Background

Gastric Cancer (GC) is the fifth most common and fourth most deadly cancer worldwide [1]. Risk factors associated with the development of GC include H. pylori (HP) infection, unhealthy lifestyle habits including obesity, smoking, consumption of alcohol and processed meat. Other risk factors associated with the development of GC include atrophic gastritis, partial gastrectomy, and inherited genetic predisposition [2]. Patients with GC report a variety of symptoms including indigestion, abdominal pain, changes in bowel movement habits, weight loss and fatigue. However, symptoms are often hard to interpret and in over half of cases tumors have already metastasized to regional lymph nodes or distant locations by the time they are recognized. At this advanced stage of the disease, systemic treatment is only limited effective and associated with a median overall survival of 11 months [3, 4].

Furthermore, geographic variation in the incidence of GC have been reported. The global burden of gastric cancer is over 1,000,000 new cases and 769,000 deaths per year. Gastric cancer age standardized incidence rates are highest in Eastern Asia with rates of 32.5 for males and 13.2 for females. Most extensive studies have been performed on Northern American and Asian populations, which have led to better prevention and screening strategies. For example in Japan 2/3 of the incidence rates are early stage cancers, leading to declining dead rates [5]. Also in other parts of the world such as South America and Eastern and Southern Europe gastric cancer is a prevalent disease. However, these populations are often underrepresented in molecular profiling studies and clinical trials and therefore not completely understood [1]. Geographic variations in incidence rates are seen between but also within continents [6]. This could be illustrated by the differences in mortality in Chile and its neighboring country Argentina: The number one cancer death cause for Chilean males is GC, while for males in Argentina, GC is ranked in the fifth place. For females from these countries an opposite trend is observed. Several studies have suggested there may be a strong environmental component explaining these regional variations in GC incidence and mortality, as well as in age, obesity and lifestyle [6,7,8]. However, direct comparisons in risk factors between countries is challenging as most of this knowledge comes from patient data included in different studies [9, 10]. Great geographical differences may also be explained by differences that are observed in prevalence and resistance rates of HP, which infects 50% of the world population and is the most important risk factor of GC [11, 12]. Furthermore, epidemiological and molecular features of GC vary widely by histological type, location, and genetic makeup of the tumor among patients worldwide [13].
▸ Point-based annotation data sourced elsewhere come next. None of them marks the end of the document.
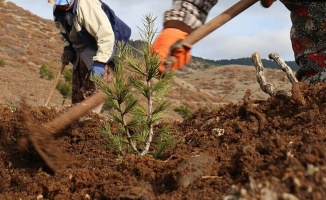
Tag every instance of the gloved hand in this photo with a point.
(163, 43)
(267, 3)
(68, 55)
(98, 69)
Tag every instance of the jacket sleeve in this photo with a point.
(187, 15)
(91, 16)
(63, 33)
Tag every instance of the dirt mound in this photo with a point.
(272, 150)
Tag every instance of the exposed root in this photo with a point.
(269, 88)
(249, 109)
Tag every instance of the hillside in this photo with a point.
(232, 148)
(28, 42)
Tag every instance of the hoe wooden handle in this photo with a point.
(75, 112)
(54, 85)
(218, 21)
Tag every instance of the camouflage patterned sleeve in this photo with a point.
(187, 15)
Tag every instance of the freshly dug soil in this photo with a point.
(274, 149)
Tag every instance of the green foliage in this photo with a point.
(137, 100)
(184, 111)
(2, 63)
(64, 88)
(46, 72)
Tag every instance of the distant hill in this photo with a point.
(198, 63)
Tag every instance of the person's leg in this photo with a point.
(312, 68)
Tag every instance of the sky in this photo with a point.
(257, 29)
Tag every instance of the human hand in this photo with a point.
(68, 55)
(162, 47)
(267, 3)
(98, 69)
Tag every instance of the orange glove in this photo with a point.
(162, 47)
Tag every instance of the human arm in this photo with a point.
(91, 17)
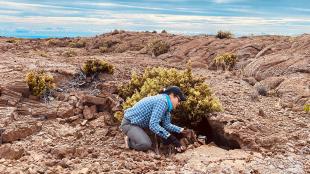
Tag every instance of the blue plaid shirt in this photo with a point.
(154, 113)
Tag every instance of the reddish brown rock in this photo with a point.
(19, 87)
(7, 151)
(103, 103)
(20, 130)
(89, 112)
(65, 110)
(9, 97)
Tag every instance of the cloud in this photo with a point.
(226, 1)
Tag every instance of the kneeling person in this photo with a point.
(153, 113)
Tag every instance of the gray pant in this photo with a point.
(138, 139)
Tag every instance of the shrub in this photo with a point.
(115, 32)
(307, 108)
(39, 82)
(69, 53)
(78, 44)
(91, 67)
(56, 42)
(199, 103)
(15, 41)
(103, 49)
(224, 35)
(158, 47)
(227, 61)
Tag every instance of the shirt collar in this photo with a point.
(170, 107)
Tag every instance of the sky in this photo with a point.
(71, 18)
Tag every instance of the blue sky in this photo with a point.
(68, 18)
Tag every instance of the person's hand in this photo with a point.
(172, 140)
(180, 149)
(187, 132)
There have been multiple attempts to increase our understanding of the molecular drivers of GC [14, 15]. Studies from The Cancer Genome Atlas (TCGA) project and The International Cancer Genome Consortium (ICGC), for instance, have identified four molecular subgroups based on genomic, epigenetic, transcriptomic and proteomic data: tumors positive for Epstein-Barr virus, microsatellite instable tumors, genome stable cancers and tumors with chromosomal instability [14, 16]. These subgroups differ in molecular and immunological features [17], which are associated with prognosis and response to treatment [18,19,20]. TCGA profiling has mostly been via analysis of non-advanced gastrectomy samples (stages I-II). Much less is known about the molecular profile of advanced cancers (stage III-IV) and cancers located at the gastroesophageal junction (GEJ). Furthermore, as patients from European (EU) and Latin American (LATAM) countries are underrepresented in these studies, it is unknown whether the molecular subtypes are fully representative of these populations [21]. Finally, available multi-omic classification procedures are too difficult and expensive to be implemented in the clinical setting, especially in LATAM countries.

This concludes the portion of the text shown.